Last week, LeetCode experienced an issue due to which it was completely down for 2 hours 35 minutes and continued degraded service for another 47 minutes. We all at Leetcode apologizes for inconvenience you have faced. At LeetCode, we take pride in building highly available systems that provide delightful user experience, and we are aware of the trust you place in LeetCode. That being said, we certainly would like to share our learnings from post analysis our engineers have performed and steps we have taken to make our system more resilient and fail proof.
1:58 PM, Nov 19 PST
Partial recovery - 04:33 PM, Nov 19 PST
Full recovery - 5:20 PM, Nov 19 PST
LeetCode’s architecture looks some what like below -
Our architecture is designed to be scalable as well as fail-safe. Despite the layer of redundancies, there still exist possible cases where our architecture may fail. On Nov 17, there was an accidental removal of kubernetes’s internal
cilium-operator service from the cluster. Even though it’s non-critical service responsible for garbage collection of the network policies, but due to its bad recovery, it stopped that garbage collection. On 1:58PM Nov 19 PST, we hit the limit of network policy map, breaking all the networking and halting communication between all the components of the cluster that led to this down time.
1:58PM, Nov 19 PST
Internal monitoring systems started generating alerts. We discovered site is down. By 2:04PM, all the devops were triaging the systems to figure out why application servers were not serving any requests.
02:09PM, Nov 19 PST
We discovered that it’s due to DNS Server containers being in PENDING state in the cluster. We found that they were stuck with cilium(k8s’s networking layer) related errors.
2:21 PM, Nov 19 PST
We felt that it’s a major issue and debugging current cluster state would take lot of time. We decided to fire up new kubernetes cluster since user facing services in the cluster are all stateless.
2:57 PM, Nov 19 PST
Finally new cluster provisioning finished but suddently old cluster started serving requests. We were confused and were investigating why it started serving requests back.
3:07 PM, Nov 19 PST
Old cluster failed again.
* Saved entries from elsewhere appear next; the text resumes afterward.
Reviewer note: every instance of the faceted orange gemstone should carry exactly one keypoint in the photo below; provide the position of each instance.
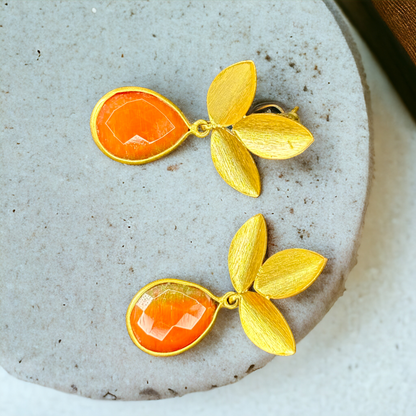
(136, 125)
(171, 316)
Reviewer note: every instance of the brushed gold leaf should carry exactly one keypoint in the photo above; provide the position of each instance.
(265, 325)
(234, 163)
(273, 136)
(231, 93)
(247, 251)
(288, 273)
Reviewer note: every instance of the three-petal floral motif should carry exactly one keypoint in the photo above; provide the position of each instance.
(270, 136)
(286, 273)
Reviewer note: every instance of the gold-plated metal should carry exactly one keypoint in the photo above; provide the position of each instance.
(230, 96)
(221, 302)
(234, 163)
(231, 93)
(96, 111)
(247, 252)
(265, 325)
(273, 136)
(286, 273)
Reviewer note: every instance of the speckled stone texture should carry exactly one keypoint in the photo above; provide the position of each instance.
(81, 234)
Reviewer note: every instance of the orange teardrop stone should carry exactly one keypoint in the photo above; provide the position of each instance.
(171, 316)
(135, 125)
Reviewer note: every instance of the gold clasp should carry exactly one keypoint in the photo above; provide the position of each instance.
(230, 300)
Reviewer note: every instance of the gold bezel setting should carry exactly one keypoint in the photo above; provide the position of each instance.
(100, 103)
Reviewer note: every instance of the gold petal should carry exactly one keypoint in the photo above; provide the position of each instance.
(247, 252)
(288, 273)
(234, 163)
(265, 325)
(231, 93)
(273, 136)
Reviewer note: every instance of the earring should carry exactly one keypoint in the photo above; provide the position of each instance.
(135, 126)
(170, 316)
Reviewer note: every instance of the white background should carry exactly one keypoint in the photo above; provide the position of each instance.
(360, 360)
We started working on that newly created cluster again.
3:18 PM, Nov 19 PST
We tried to setup production services on new k8s cluster but due to difference in k8s cluster version, our automatic provisioning scripts were failing. We decided to fallback to restoring our old architecture which didn’t use kubernetes but wasn’t much scalable.
4:19 PM, Nov 19 PST
We restored our old architecture and site was up partially but due to large amount of traffic, latency was quite high and UX was not upto the mark. We started working back on creation of kubernetes cluster.
5:20PM, Nov 19 PST
New cluster provisioning finished and all the user facing services were setup in the cluster. We switched the traffic to new cluster and site was back to normal.
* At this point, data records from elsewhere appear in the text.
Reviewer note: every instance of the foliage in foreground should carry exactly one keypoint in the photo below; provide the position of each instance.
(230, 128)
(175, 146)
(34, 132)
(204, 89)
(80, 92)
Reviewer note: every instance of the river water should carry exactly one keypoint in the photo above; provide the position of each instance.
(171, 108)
Built over top of BPF interface (Berkley Packet Filter), Cilium implements networking stack of k8s. To give basic overview and bare explanation of what it does is, it assigns IP to each container/service/endpoint - all components of k8s, transparently managing communication between different components at different layers etc. It maintains a policy map which contains all these kind of rules regarding address translation, packet dropping policies and more. On kubernetes cluster, we have
cilium-operator services running. Former one is responsible for implementing this network functionality and later one is responsible for clearing up entries from that policy map as new nodes/pods/k8s_component gets added/removed. So, cilium-operator is just responsible for garbage collection.
When we accidentally deleted cilium-operator from the cluster, we had to restore them back from the other kubernetes cluster since this service is setup into the cluster by Cloud Providers. After restoring the service, cilium-operator pod’s status was changed to “Running” as well as “Ready” but since we weren’t very much aware of its internal working, things seemed fine to us.
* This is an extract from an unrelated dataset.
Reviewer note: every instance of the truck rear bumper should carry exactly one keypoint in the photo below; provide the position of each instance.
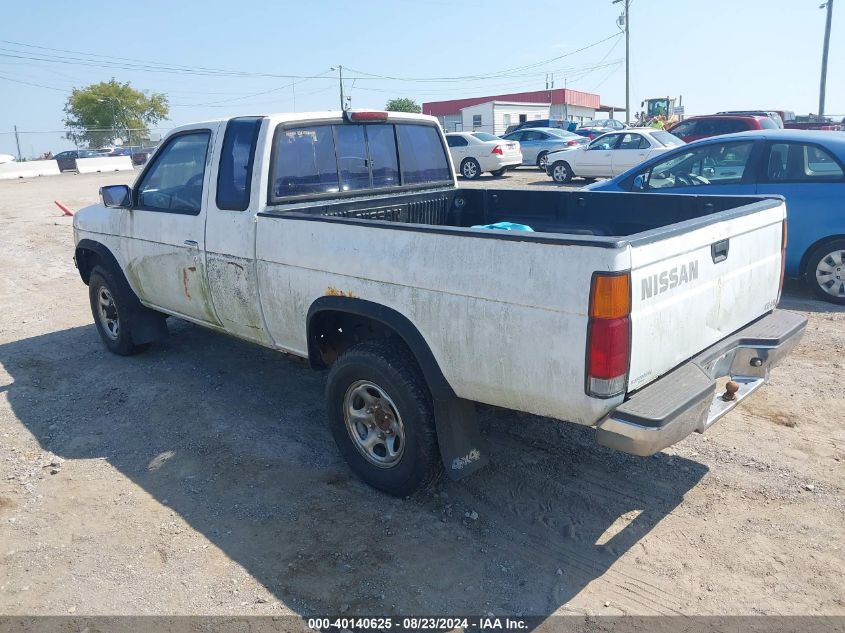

Since the restored cilium-operator service was from newer version of kubernetes, it’s specification differed, due to which it wasn’t cleaning up that map. As time passed, new nodes were added, new pods were deployed - we hit the upper limit of the configured policy map i.e. 16384. As the limit was hit, cilium stopped adding new entries to it due to which we faced outage.
- Setup better RBAC so that one cannot mess up with kubernetes internal components.
- Adding up one more layer of redundancy by setting up backup kubernetes cluster in different data center which would be running all the time. In case of any production issue, we can just scale it up and modify Gateway configuration to send traffic to it.
We know how much you rely on LeetCode for anything related to your career. We feel happy when you make one step closer towards your aim through LeetCode. We are really passionate about the availability our services. We have been continously learning from our mistakes and improving to deliver best UX to our beloved users.